Aude
Près de 50 ans après la fusillade de Montredon- des-Corbières, un documentaire bouleversant exhume la mémoire d'un drame. Diffusé au théâtre de Narbonne, le 15 octobre dernier, le documentaire 'Les raisins du désespoir' redonne voix à ceux qui ont vécu cette guerre du vin, entre dignité paysanne et silence de l'État.
"C'était un hommage, mais aussi une explication nécessaire, pour que l'histoire, dans son côté tragique, ne se répète pas", partagent Sandrine Mercier et Juan Hidalgo, co-réalisateurs du documentaire Les raisins du désespoir.
© Crédit photo : 13Prods
Salle comble mercredi 15 octobre au théâtre de Narbonne pour la diffusion du documentaire Les raisins du désespoir, titre qui rappelle sans mal le roman de Steinbeck. "C'était très important pour nous de parler d'un événement passé, mais qui résonne encore dans le présent", explique la réalisatrice Sandrine Mercier auprès de son co-réalisateur Juan Hidalgo. Produit par 13 Productions et France Télévisions, le documentaire de 52 mi- nutes mêle archives télévisées, témoignages d'époque et paroles d'acteurs du mouvement viticole.
Il restitue, avec une sobriété tendue, la montée d'une révolte sociale dans le Midi des années 1970, écrasé par la crise, la surproduction et la concurrence étrangère. Mais c'est aussi une histoire de fierté et de transmission. Car derrière les fusils et les barricades, il y avait surtout des hommes et des femmes décidés à vivre au pays ou comme on dit ici, "Volèm viure Al Païs".
Dans les années 1960 et 1970, la viticulture languedocienne s'enfonce dans la crise. L'arrivée massive de vins algériens, puis italiens, fait s'effondrer les prix. Sur le litre de vin payé 2,30 francs, il restait à peine 40 centimes au viticulteur. De cette détresse naît le Comité d'action viticole (Cav), une organisation clandestine qui mêle sabotages, coups de force et actions symboliques. À sa tête, André Cazes, vigneron et militant respecté de tous. Dans les rangs, d'anciens combattants de la guerre d'Algérie.

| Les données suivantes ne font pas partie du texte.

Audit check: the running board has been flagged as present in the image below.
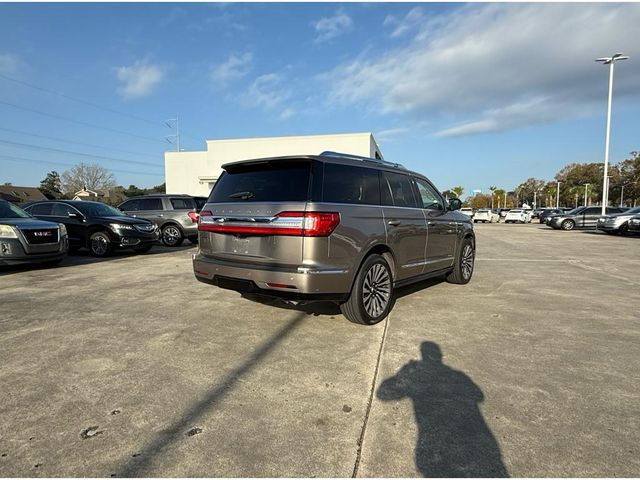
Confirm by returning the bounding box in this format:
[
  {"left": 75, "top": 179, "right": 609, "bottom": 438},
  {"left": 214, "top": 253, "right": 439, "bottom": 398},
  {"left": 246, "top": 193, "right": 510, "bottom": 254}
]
[{"left": 393, "top": 267, "right": 453, "bottom": 288}]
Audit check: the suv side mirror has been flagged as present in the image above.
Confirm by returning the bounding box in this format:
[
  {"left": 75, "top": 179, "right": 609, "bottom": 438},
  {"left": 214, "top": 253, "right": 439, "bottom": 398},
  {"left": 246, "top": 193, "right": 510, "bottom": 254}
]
[{"left": 449, "top": 198, "right": 462, "bottom": 210}]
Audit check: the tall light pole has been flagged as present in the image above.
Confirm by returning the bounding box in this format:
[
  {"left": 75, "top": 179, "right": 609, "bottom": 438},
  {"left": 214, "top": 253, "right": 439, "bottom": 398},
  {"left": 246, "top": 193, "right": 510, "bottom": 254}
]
[
  {"left": 596, "top": 53, "right": 629, "bottom": 215},
  {"left": 584, "top": 183, "right": 591, "bottom": 207}
]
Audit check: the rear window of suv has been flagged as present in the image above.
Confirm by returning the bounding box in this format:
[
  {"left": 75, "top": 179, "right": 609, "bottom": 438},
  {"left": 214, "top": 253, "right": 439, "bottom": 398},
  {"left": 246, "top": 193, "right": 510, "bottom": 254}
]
[
  {"left": 169, "top": 197, "right": 196, "bottom": 210},
  {"left": 322, "top": 163, "right": 380, "bottom": 205},
  {"left": 209, "top": 161, "right": 311, "bottom": 203}
]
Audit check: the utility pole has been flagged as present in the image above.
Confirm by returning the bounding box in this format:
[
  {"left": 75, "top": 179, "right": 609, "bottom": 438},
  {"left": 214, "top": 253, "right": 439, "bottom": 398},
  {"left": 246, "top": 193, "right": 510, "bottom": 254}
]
[
  {"left": 164, "top": 115, "right": 180, "bottom": 152},
  {"left": 584, "top": 183, "right": 591, "bottom": 207},
  {"left": 596, "top": 53, "right": 629, "bottom": 215}
]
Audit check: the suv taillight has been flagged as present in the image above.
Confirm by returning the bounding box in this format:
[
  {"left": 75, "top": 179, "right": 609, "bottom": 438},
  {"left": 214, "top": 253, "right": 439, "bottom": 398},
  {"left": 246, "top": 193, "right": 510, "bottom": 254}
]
[
  {"left": 198, "top": 211, "right": 340, "bottom": 237},
  {"left": 187, "top": 210, "right": 199, "bottom": 223}
]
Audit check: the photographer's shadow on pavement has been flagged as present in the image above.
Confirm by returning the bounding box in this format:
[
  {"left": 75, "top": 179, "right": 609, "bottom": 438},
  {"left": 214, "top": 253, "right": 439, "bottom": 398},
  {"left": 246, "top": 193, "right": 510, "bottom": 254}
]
[{"left": 377, "top": 342, "right": 509, "bottom": 477}]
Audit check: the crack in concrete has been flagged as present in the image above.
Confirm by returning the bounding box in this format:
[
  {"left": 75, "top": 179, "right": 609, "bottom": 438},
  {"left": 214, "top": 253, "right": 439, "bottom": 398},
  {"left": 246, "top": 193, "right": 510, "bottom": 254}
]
[{"left": 351, "top": 315, "right": 391, "bottom": 478}]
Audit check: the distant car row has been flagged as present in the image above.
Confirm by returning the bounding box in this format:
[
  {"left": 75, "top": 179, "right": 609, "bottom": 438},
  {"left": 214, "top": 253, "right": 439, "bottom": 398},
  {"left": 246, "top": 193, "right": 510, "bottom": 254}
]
[
  {"left": 541, "top": 207, "right": 640, "bottom": 234},
  {"left": 460, "top": 206, "right": 640, "bottom": 234},
  {"left": 0, "top": 195, "right": 206, "bottom": 265}
]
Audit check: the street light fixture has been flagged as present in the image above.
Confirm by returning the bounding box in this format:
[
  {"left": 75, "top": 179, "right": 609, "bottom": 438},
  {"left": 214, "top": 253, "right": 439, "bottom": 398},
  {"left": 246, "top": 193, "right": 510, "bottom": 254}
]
[{"left": 596, "top": 53, "right": 629, "bottom": 215}]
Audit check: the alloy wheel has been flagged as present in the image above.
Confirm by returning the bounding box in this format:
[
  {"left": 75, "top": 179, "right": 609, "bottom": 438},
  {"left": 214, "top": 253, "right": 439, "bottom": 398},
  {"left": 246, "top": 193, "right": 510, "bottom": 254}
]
[
  {"left": 362, "top": 263, "right": 391, "bottom": 318},
  {"left": 460, "top": 244, "right": 475, "bottom": 280},
  {"left": 162, "top": 226, "right": 181, "bottom": 246},
  {"left": 91, "top": 235, "right": 109, "bottom": 256}
]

Des hommes qui savent manier les armes. "C'était la prolongation du syndicalisme", raconte Jacques Serres, vigneron et ancien militant. "Quand les négociations échouaient, on allait sur le terrain." Opérations commando, barrages, destructions de cuves... jusqu'à ce fameux mois de mars 1976, où la colère vire à la tragédie.
Quelques jours avant la fusillade, les vignerons avaient mis à sac la cave Ramel à Meximieux dans l'Ain, accusée d'importer du vin trafiqué. Deux manifestants sont arrêtés. Le Cav exige leur libération et menace de tout casser. À Narbonne, les représailles commencent et à Paris, la crise politique s'envenime. Le président Valéry Giscard d'Estaing réunit son Premier ministre Jacques Chirac et le ministre de l'Intérieur Michel Poniatowski. L'un prône l'apaisement, l'autre la fermeté. "On va les mater", aurait lâché le tenant de la place Beauvau. Ce dernier est décrit comme un "provocateur" ayant cherché l'affrontement pour mettre fin au mouvement, créant les conditions de la dégénérescence de la situation.
Pour certains témoins, le piège était tendu, le gouvernement de l'époque n'a pas choisi l'apaisement ni même la discussion. Selon Jacques Serres, "il fallait qu'il y ait des morts des deux côtés pour que l'événement prenne une ampleur nationale". La version officielle parlera d'une riposte légitime des CRS. Le doute, lui, n'a jamais cessé de hanter les Corbières.
Dans les jours qui suivent les funérailles d'Émile Pouytès, viticulteur, et Joël Le Goff, commandant de CRS, tués lors de la manifestation, André Cazes, chef du Cav, devient l'ennemi public numéro un et se réfugie dans son domaine, protégé par des vignerons. "Pendant deux ans, des camarades venaient chaque nuit garder la maison", raconte sa fille, Sylvie Cazes. Il faudra attendre l'élection de François Mitterrand, en 1981, pour qu'une loi d'amnistie referme, sans l'effacer, la plaie de Montredon.
"C'était un hommage, mais aussi une explication nécessaire, pour que l'histoire, dans son côté tragique, ne se répète pas", partagent Sandrine Mercier et Juan Hidalgo. Car Les Raisins du désespoir ne parle pas seulement d'un drame du passé. Il interroge ce lien fragile entre la terre et les hommes. Et lorsque, en 2024, des pneus ont de nouveau brûlé devant les préfectures, et que le sigle'Cav' est réapparu sur les murs, le film prend une résonance saisissante.